Однако, как это слишком часто случается в этом деле, и это еще не все. «Один из влиятельнейших членов Совета, Петр Войков, – пишет Э. Радзинский, – был сыном горного инженера, хорошо знал Ипатьева и не раз бывал в этом доме с толстыми стенами, очень удобно расположенном (удобно, чтобы охранять)»26.

Хорошо информированный автор (недаром некоторые знатоки Царского Дела уже давно задаются вопросом: не родственник ли, часом, писатель чекисту-цареубийце И. И. Родзинскому, тесно связанному, кстати говоря, с Войковым), вроде бы, ошибается: отец Пинхуса Войкова был фельдшером на Надеждинском заводе (там, кстати, начинался путь другого известного цареубийцы – Белобородова-Вайсбарта). Но, быть может, делается это во имя прикрытия, на первый взгляд, непонятной (но существовавшей) связи Ипатьева и Войкова. Действительно, и возраст, и занятия, и происхождение, и местожительство – все у них разное. Возможно, недоумение наше могла бы разрешить биография родственницы Ипатьева – Поппель, а, может, имена живших в доме перед самым поселением в нем Царской Семьи неких родственников инженера из Петрограда или какие-то указания на то, что в доме размещалась не афишируемая его владельцем (и только ли последним?) еврейская синагога27 28? Может быть, именно поэтому этот дом так подходил цареубийцам, а не только потому, что его удобно было охранять?
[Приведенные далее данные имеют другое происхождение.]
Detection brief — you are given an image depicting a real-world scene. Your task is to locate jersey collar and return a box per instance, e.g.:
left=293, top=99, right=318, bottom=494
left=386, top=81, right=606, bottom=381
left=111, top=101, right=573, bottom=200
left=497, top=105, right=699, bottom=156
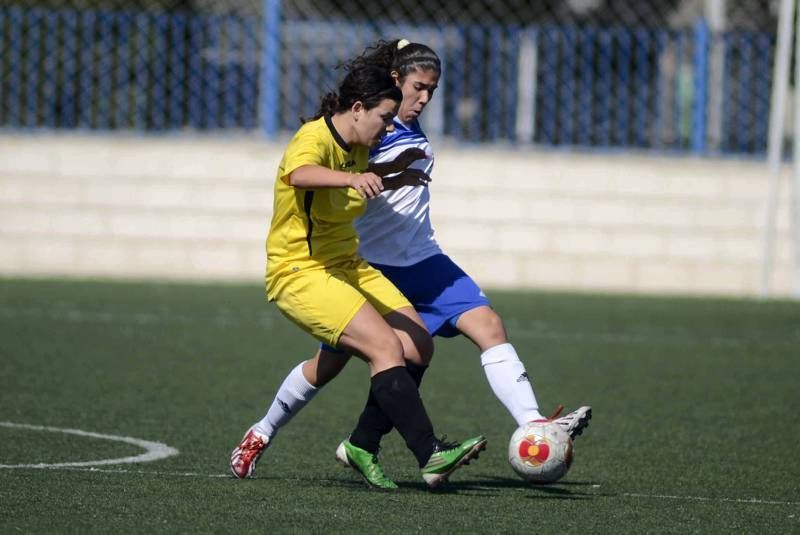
left=392, top=117, right=420, bottom=132
left=324, top=115, right=351, bottom=152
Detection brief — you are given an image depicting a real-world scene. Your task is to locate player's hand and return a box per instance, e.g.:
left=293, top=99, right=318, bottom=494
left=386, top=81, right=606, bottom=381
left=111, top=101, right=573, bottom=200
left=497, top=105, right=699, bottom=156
left=348, top=172, right=384, bottom=199
left=367, top=148, right=427, bottom=177
left=382, top=168, right=432, bottom=190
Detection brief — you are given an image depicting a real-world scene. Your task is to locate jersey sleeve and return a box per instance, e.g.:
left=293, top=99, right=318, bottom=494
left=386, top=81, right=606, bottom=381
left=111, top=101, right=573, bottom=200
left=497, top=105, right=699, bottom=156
left=279, top=127, right=330, bottom=184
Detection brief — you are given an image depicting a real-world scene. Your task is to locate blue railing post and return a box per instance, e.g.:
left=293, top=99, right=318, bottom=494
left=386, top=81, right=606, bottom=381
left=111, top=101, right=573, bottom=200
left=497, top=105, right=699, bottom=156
left=259, top=0, right=281, bottom=138
left=7, top=8, right=24, bottom=127
left=691, top=18, right=709, bottom=154
left=25, top=9, right=42, bottom=128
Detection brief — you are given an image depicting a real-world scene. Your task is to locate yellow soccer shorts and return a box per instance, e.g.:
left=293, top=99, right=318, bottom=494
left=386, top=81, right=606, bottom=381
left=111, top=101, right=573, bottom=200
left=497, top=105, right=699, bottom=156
left=269, top=258, right=411, bottom=347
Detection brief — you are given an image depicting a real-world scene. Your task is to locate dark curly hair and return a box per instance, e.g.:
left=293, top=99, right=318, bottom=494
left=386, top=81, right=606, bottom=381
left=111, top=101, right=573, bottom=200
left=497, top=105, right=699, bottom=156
left=305, top=64, right=402, bottom=123
left=346, top=39, right=441, bottom=81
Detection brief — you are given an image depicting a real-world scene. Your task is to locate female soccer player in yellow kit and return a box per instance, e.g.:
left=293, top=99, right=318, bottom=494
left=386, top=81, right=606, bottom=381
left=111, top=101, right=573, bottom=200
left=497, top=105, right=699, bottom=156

Как бы то ни было, контакт Войкова с Ипатьевым подтверждает и другой не менее, чем Э. Радзинский, информированный, «писатель» Марк Касвинов: «28 апреля 1918 года в Уральский совет явился по вызову екатеринбургский горный инженер и подрядчик Николай Николаевич Ипатьев. Принял его член исполкома совета комиссар снабжения Петр Лазаревич Войков. Он объявил пришедшему, что в связи с чрезвычайным положением, о котором распространяться сейчас нет возможности, принадлежащий Ипатьеву дом временно реквизируется и поступает в распоряжение совета. Вся мебель в доме должна остаться на месте. Прочие вещи могут быть убраны. Совет ручается за их сохранность. Комиссар добавил, что дом должен быть освобожден в течение двадцати четырех часов. Как только минет надобность, он будет возвращен владельцу»29.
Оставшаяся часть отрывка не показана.